1) Demographic - This is a set of characteristics like gender, age, marital status, geographic location, socio-economic status, etc. It provides enough information to create a mental picture of the typical member of the hypothetical group. For example, a marketer might speak of the "single, female, middle-class, age 18 to 24, college educated demographic."
2) Behavioral - This type of profiling is more concerned with what the customer is actually doing. It cares only about customer activity. This is infinitely more important than demographical information.
The first is pretty typical and any crm can store information like age, address, and even supply custom fields for information like socio-economic status (perhaps in the form of a "score" or comparative rating). When it comes to behavioral data, some web tagging system makes this achievable.
What are customers doing? When's the last time they've engaged with my website? How long have they gone without purchasing? How long have they gone without clicking on a link? Will they visit again? Will they buy again? These are the questions answered by collecting and analyzing behavioral data.

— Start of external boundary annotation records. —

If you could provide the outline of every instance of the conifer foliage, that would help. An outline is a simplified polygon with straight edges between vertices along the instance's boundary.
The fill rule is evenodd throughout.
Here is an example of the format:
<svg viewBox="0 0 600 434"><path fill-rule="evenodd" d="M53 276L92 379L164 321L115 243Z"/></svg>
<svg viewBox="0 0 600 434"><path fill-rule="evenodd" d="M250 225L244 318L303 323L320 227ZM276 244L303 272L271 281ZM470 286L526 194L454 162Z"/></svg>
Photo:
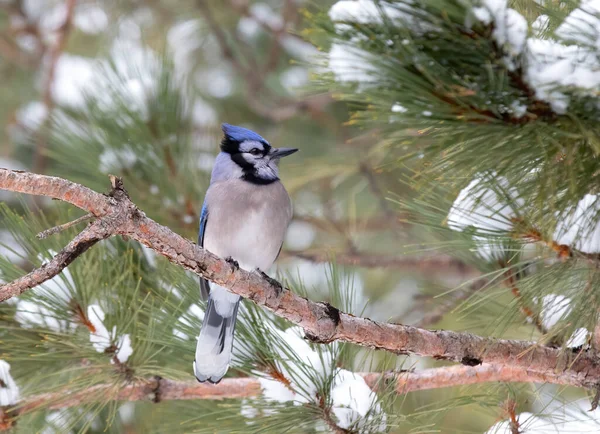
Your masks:
<svg viewBox="0 0 600 434"><path fill-rule="evenodd" d="M270 274L286 287L379 322L600 354L598 0L127 3L0 1L0 167L96 191L121 176L195 239L219 123L243 124L302 149L282 167L295 219ZM0 200L0 285L89 220ZM0 431L600 431L578 379L486 380L500 367L477 355L448 366L240 312L231 369L202 389L197 276L106 239L0 303Z"/></svg>

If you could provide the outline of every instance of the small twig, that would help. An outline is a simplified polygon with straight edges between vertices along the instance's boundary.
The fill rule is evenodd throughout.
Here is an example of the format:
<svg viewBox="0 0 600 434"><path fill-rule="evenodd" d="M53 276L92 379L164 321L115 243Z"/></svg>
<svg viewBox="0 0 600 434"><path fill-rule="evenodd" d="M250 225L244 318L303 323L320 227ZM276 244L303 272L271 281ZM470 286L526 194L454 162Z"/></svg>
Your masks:
<svg viewBox="0 0 600 434"><path fill-rule="evenodd" d="M447 276L447 274L444 274ZM438 323L445 314L452 311L461 301L464 301L471 297L476 292L480 291L487 285L488 281L485 278L477 279L473 283L471 283L468 287L453 292L447 300L444 300L439 306L436 308L429 310L427 315L423 316L421 320L419 320L415 326L416 327L431 327L432 325ZM422 309L420 309L422 310Z"/></svg>
<svg viewBox="0 0 600 434"><path fill-rule="evenodd" d="M100 220L95 221L77 235L73 241L67 244L64 249L58 252L50 262L43 264L40 268L36 268L10 283L0 285L0 302L21 295L28 289L52 279L98 241L108 238L111 235L105 226L100 224Z"/></svg>
<svg viewBox="0 0 600 434"><path fill-rule="evenodd" d="M78 225L79 223L82 223L82 222L92 219L92 218L94 218L94 215L92 213L88 213L84 216L81 216L81 217L71 221L71 222L63 223L62 225L58 225L58 226L54 226L53 228L46 229L45 231L42 231L39 234L37 234L36 237L40 240L43 240L45 238L48 238L51 235L58 234L62 231L69 229L70 227Z"/></svg>
<svg viewBox="0 0 600 434"><path fill-rule="evenodd" d="M508 415L511 434L521 434L519 420L517 419L517 402L507 399L504 403L504 411Z"/></svg>

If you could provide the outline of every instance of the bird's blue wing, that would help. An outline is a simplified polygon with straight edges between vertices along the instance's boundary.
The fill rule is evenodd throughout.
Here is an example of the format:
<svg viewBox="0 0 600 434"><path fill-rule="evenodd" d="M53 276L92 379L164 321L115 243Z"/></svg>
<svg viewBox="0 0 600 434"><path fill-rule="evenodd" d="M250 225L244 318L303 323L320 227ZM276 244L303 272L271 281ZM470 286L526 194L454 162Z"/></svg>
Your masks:
<svg viewBox="0 0 600 434"><path fill-rule="evenodd" d="M206 202L202 205L202 211L200 212L200 231L198 232L198 245L204 247L204 232L206 231L206 222L208 221L208 207ZM208 280L200 278L200 295L202 300L208 300L208 294L210 293L210 286Z"/></svg>

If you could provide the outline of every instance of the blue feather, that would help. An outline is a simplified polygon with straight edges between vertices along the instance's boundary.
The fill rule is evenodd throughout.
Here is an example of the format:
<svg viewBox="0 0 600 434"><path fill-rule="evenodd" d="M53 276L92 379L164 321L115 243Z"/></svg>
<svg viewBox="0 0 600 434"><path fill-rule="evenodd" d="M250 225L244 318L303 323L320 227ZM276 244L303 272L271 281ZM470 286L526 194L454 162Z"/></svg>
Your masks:
<svg viewBox="0 0 600 434"><path fill-rule="evenodd" d="M242 143L246 140L254 140L257 142L269 143L263 137L247 128L236 127L235 125L229 124L222 124L221 128L225 136L230 138L234 142Z"/></svg>
<svg viewBox="0 0 600 434"><path fill-rule="evenodd" d="M208 206L206 201L202 205L202 211L200 212L200 231L198 232L198 245L204 247L204 232L206 231L206 222L208 221ZM208 280L200 278L200 295L204 301L208 300L208 294L210 293L210 286Z"/></svg>

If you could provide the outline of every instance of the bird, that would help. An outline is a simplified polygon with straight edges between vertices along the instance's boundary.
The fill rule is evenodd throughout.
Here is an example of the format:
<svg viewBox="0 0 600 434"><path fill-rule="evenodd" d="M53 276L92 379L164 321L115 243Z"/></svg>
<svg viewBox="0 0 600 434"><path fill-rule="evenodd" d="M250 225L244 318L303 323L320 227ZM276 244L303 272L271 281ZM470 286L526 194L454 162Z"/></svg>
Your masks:
<svg viewBox="0 0 600 434"><path fill-rule="evenodd" d="M292 203L279 179L280 159L298 151L275 148L249 129L222 124L221 152L215 159L200 213L198 244L263 273L275 262L292 219ZM218 383L231 362L240 296L200 278L207 301L193 368L200 382Z"/></svg>

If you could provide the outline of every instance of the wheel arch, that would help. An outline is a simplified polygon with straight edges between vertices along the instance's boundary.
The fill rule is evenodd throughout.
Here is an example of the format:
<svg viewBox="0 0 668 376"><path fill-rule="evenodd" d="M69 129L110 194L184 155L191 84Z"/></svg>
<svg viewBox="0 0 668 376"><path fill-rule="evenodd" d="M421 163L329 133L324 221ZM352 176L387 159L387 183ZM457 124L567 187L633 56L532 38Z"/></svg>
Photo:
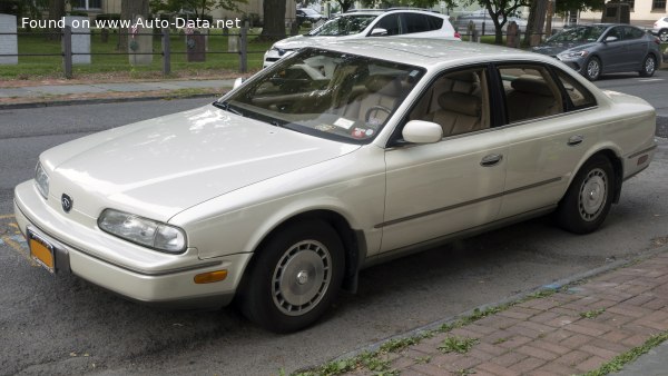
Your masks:
<svg viewBox="0 0 668 376"><path fill-rule="evenodd" d="M616 152L613 150L613 148L611 148L611 147L600 148L596 151L590 152L587 156L587 158L582 158L582 161L578 166L576 172L571 176L568 187L570 187L570 185L573 182L576 175L580 171L582 166L584 166L590 159L592 159L597 156L606 157L612 165L612 171L615 171L615 181L613 181L615 191L612 192L612 202L618 204L620 196L621 196L621 185L623 182L623 165L622 165L621 156L618 152ZM566 195L566 192L564 192L564 195Z"/></svg>
<svg viewBox="0 0 668 376"><path fill-rule="evenodd" d="M355 291L357 288L357 271L360 270L360 266L363 264L364 258L366 257L366 239L364 231L354 230L348 220L340 212L332 209L310 209L306 211L294 214L281 222L276 224L273 228L271 228L262 239L256 244L253 251L253 257L250 258L248 265L244 270L244 275L242 277L242 281L239 284L239 290L243 291L245 289L245 284L247 283L247 276L249 275L249 270L253 269L255 260L257 259L256 255L259 249L263 248L265 244L269 241L269 239L281 230L295 226L298 222L305 220L322 220L328 226L331 226L338 238L344 248L344 279L343 279L343 288L348 291Z"/></svg>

Simply put - customer behavior is a much stronger predictor of your future relationship with a customer than demographic information will ever be.
Granted, demographic profiling is useful if your business relies on selling advertising. But even then, the behavioral profile trumps it because if the customer stops visiting your site or interacting with you, you're not going to have eyeballs to serve ads to, no matter how personalized or customized to the visitor's demographic profile the ads may be.
Customer modeling is probably a better word for the latter profile because it is action-oriented. Models aren't about "set-in-stone" characteristics like "my customer is a female between the age of 18 and 24." Models are about actions over time like, "If a customer does not make a purchase in the next 30 days, they are unlikely to come back and make any further purchases." That's a model.
Modeling seeks to look at customers who are engaging in a certain behavior and tries to find a commonality in them.
The real power comes in combining both demographic and behavioral data to produce an even crystal clearer picture of the customer. Just remember that if you must choose, always go with behavior. If you've got finite dollars and one company offers to analyze and compile the demographics of your customer base versus another analyzing behavioral trends and actions, go with the latter.